By now you've probably seen the oh so promising Apple iPhone. Woah, does that thing look neat!

I'm attached to my Treo, but I think I found my upgrade. I might even switch to Cingular for it, at least if they get an unlimited data plan that's not vastly super-duper overpriced. Heck, with the beautiful "visual voicemail" feature I might switch to Cingular anyway.

One thing that I'll occasionally will be missing is, of course, an ssh client which brings me to the big question: Will Apple provide an SDK and let us install our own programs on the phone?

From what I understand about the phone industry, that might be the kind of thing that makes the phone company go bonkers, but on the other hand Apple is the kind of company that can make them think differently (haha).

The hardware looks like it's completely blow anything else away, so if they make the platform open it should be an amazing success.

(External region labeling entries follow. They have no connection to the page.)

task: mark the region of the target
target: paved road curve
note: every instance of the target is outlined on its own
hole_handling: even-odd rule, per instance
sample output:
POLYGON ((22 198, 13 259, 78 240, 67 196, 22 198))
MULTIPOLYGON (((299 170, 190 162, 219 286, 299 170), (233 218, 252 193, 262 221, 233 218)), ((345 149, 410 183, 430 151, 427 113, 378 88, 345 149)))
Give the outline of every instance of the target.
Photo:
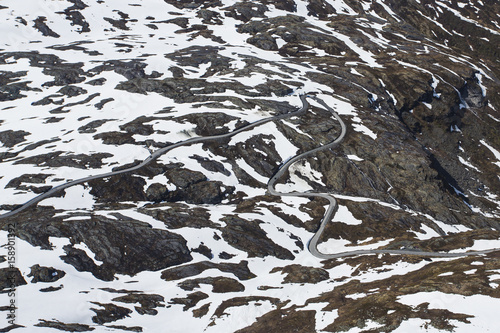
MULTIPOLYGON (((276 195, 276 196, 290 196, 290 197, 308 197, 308 198, 314 198, 314 197, 319 197, 319 198, 325 198, 329 201, 328 208, 325 212, 325 215, 323 216, 323 219, 320 223, 320 226, 314 236, 311 238, 308 244, 308 249, 311 252, 311 254, 317 258, 320 259, 333 259, 333 258, 342 258, 342 257, 347 257, 347 256, 354 256, 354 255, 363 255, 363 254, 399 254, 399 255, 418 255, 418 256, 425 256, 425 257, 448 257, 448 258, 456 258, 456 257, 466 257, 466 256, 472 256, 472 255, 482 255, 482 254, 487 254, 490 252, 498 251, 500 249, 489 249, 489 250, 484 250, 484 251, 471 251, 471 252, 459 252, 459 253, 449 253, 449 252, 425 252, 425 251, 418 251, 418 250, 354 250, 354 251, 346 251, 346 252, 338 252, 338 253, 322 253, 318 251, 318 241, 319 238, 321 237, 321 234, 325 230, 325 226, 328 222, 330 222, 335 215, 335 212, 337 211, 337 200, 330 194, 325 194, 325 193, 301 193, 301 192, 288 192, 288 193, 283 193, 283 192, 278 192, 275 190, 274 185, 278 181, 278 179, 283 176, 283 174, 288 170, 288 168, 295 163, 296 161, 305 158, 307 156, 313 155, 317 153, 318 151, 329 149, 329 148, 334 148, 338 146, 342 140, 344 139, 346 135, 346 126, 345 123, 342 121, 340 116, 338 115, 335 110, 333 110, 331 107, 329 107, 323 100, 314 97, 314 96, 307 96, 309 98, 314 99, 316 102, 321 104, 325 109, 330 111, 333 115, 333 117, 340 123, 341 126, 341 131, 339 136, 330 142, 329 144, 323 145, 321 147, 318 147, 316 149, 309 150, 305 153, 302 153, 300 155, 297 155, 291 159, 289 159, 286 163, 282 164, 280 166, 280 169, 276 172, 276 174, 271 177, 269 182, 267 183, 267 190, 270 194, 276 195)), ((304 100, 302 100, 303 103, 305 103, 304 100)))
POLYGON ((278 171, 276 172, 276 174, 274 174, 274 176, 271 177, 271 179, 269 180, 269 182, 267 184, 267 189, 268 189, 269 194, 276 195, 276 196, 294 196, 294 197, 308 197, 308 198, 320 197, 320 198, 325 198, 329 201, 330 204, 325 212, 323 220, 321 221, 321 224, 320 224, 318 230, 316 231, 314 236, 309 241, 308 249, 313 256, 320 258, 320 259, 332 259, 332 258, 341 258, 341 257, 353 256, 353 255, 389 253, 389 254, 403 254, 403 255, 419 255, 419 256, 426 256, 426 257, 464 257, 464 256, 471 256, 471 255, 481 255, 481 254, 486 254, 489 252, 494 252, 494 251, 500 250, 500 249, 490 249, 490 250, 484 250, 484 251, 471 251, 471 252, 462 252, 462 253, 422 252, 422 251, 417 251, 417 250, 414 250, 414 251, 412 251, 412 250, 356 250, 356 251, 347 251, 347 252, 332 253, 332 254, 326 254, 326 253, 319 252, 317 249, 318 240, 325 229, 326 223, 331 221, 331 219, 335 215, 335 212, 337 210, 337 200, 332 195, 326 194, 326 193, 300 193, 300 192, 282 193, 282 192, 278 192, 274 189, 275 183, 278 181, 278 179, 281 176, 283 176, 283 174, 288 170, 288 168, 293 163, 295 163, 296 161, 298 161, 302 158, 313 155, 319 151, 329 149, 329 148, 334 148, 334 147, 338 146, 342 142, 342 140, 344 139, 344 137, 346 135, 346 126, 345 126, 344 122, 342 121, 342 119, 340 118, 340 116, 337 114, 337 112, 335 112, 335 110, 330 108, 323 100, 321 100, 315 96, 310 96, 310 95, 301 95, 300 96, 300 100, 302 102, 302 107, 300 109, 298 109, 297 111, 286 113, 286 114, 281 114, 281 115, 266 118, 266 119, 261 119, 261 120, 258 120, 256 122, 253 122, 251 124, 248 124, 246 126, 240 127, 238 129, 234 130, 233 132, 230 132, 230 133, 213 135, 213 136, 206 136, 206 137, 197 137, 197 138, 192 138, 192 139, 184 140, 181 142, 177 142, 177 143, 174 143, 168 147, 158 149, 157 151, 152 153, 144 161, 142 161, 141 163, 139 163, 136 166, 133 166, 133 167, 130 167, 127 169, 123 169, 123 170, 111 171, 111 172, 102 173, 99 175, 80 178, 77 180, 67 182, 67 183, 62 184, 62 185, 55 186, 52 189, 50 189, 49 191, 42 193, 42 194, 36 196, 35 198, 27 201, 26 203, 24 203, 20 207, 12 210, 10 212, 7 212, 5 214, 0 215, 0 220, 14 216, 15 214, 17 214, 17 213, 19 213, 19 212, 21 212, 21 211, 23 211, 31 206, 36 205, 40 201, 42 201, 46 198, 49 198, 49 197, 55 195, 56 193, 66 189, 68 187, 78 185, 78 184, 83 184, 83 183, 86 183, 86 182, 88 182, 90 180, 94 180, 94 179, 111 177, 111 176, 129 173, 129 172, 138 170, 138 169, 148 165, 149 163, 151 163, 152 161, 154 161, 155 159, 157 159, 161 155, 166 154, 167 152, 169 152, 175 148, 182 147, 182 146, 189 146, 189 145, 192 145, 195 143, 226 139, 226 138, 232 137, 238 133, 250 130, 254 127, 260 126, 260 125, 265 124, 265 123, 270 122, 270 121, 290 118, 293 116, 299 116, 299 115, 305 113, 309 107, 309 103, 307 102, 306 98, 314 99, 316 102, 321 104, 325 109, 330 111, 332 113, 333 117, 340 123, 341 133, 332 142, 330 142, 326 145, 323 145, 321 147, 309 150, 309 151, 302 153, 300 155, 297 155, 297 156, 289 159, 285 163, 283 163, 280 166, 280 168, 278 169, 278 171))

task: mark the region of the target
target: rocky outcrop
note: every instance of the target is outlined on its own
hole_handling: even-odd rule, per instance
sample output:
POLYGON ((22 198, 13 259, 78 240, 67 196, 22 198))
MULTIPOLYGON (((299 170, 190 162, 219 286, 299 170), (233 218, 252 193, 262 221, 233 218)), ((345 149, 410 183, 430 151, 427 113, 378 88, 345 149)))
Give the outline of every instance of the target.
POLYGON ((33 277, 31 283, 37 282, 55 282, 66 275, 66 272, 54 267, 44 267, 38 264, 31 266, 31 272, 28 277, 33 277))
POLYGON ((207 269, 218 269, 221 272, 232 273, 239 280, 253 279, 255 275, 248 269, 248 262, 241 261, 239 264, 220 263, 216 264, 210 261, 202 261, 195 264, 173 267, 164 270, 161 278, 166 281, 180 280, 190 276, 196 276, 207 269))
POLYGON ((222 237, 238 250, 245 251, 249 257, 275 256, 279 259, 292 260, 295 256, 287 249, 269 239, 259 227, 259 220, 244 220, 237 216, 222 218, 226 226, 222 228, 222 237))

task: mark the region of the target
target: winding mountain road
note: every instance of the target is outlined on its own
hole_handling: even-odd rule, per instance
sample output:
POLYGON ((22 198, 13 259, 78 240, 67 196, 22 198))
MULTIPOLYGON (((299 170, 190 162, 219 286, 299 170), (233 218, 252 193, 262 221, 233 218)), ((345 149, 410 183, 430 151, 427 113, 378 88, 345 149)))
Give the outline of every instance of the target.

Oh, and I've heard that there are a few not-Apple companies working on applications for it! Hopefully they are just testing the new version of Xcode that's going to be announced in the summer. :-)

Didn't Apple start telling developers to do resolution independent applications a year ago? This would have been to make applications work on displays with much higher "per inch" resolution, like - tada - the 160 DPI iPhone display. (It's also a rumored/hoped for unannounced 10.5 feature).

I wonder what kind of processor is in it. And how stripped down is the iPhone version of OS X? I'm sure it'll still have the SQLite framework, but does it still come with say Perl? Apache? Could we port and install MySQL?

Speaking of open platform phones, if you haven't seen it, be sure to check out OpenMoko, in particular the OpenMoko presentation.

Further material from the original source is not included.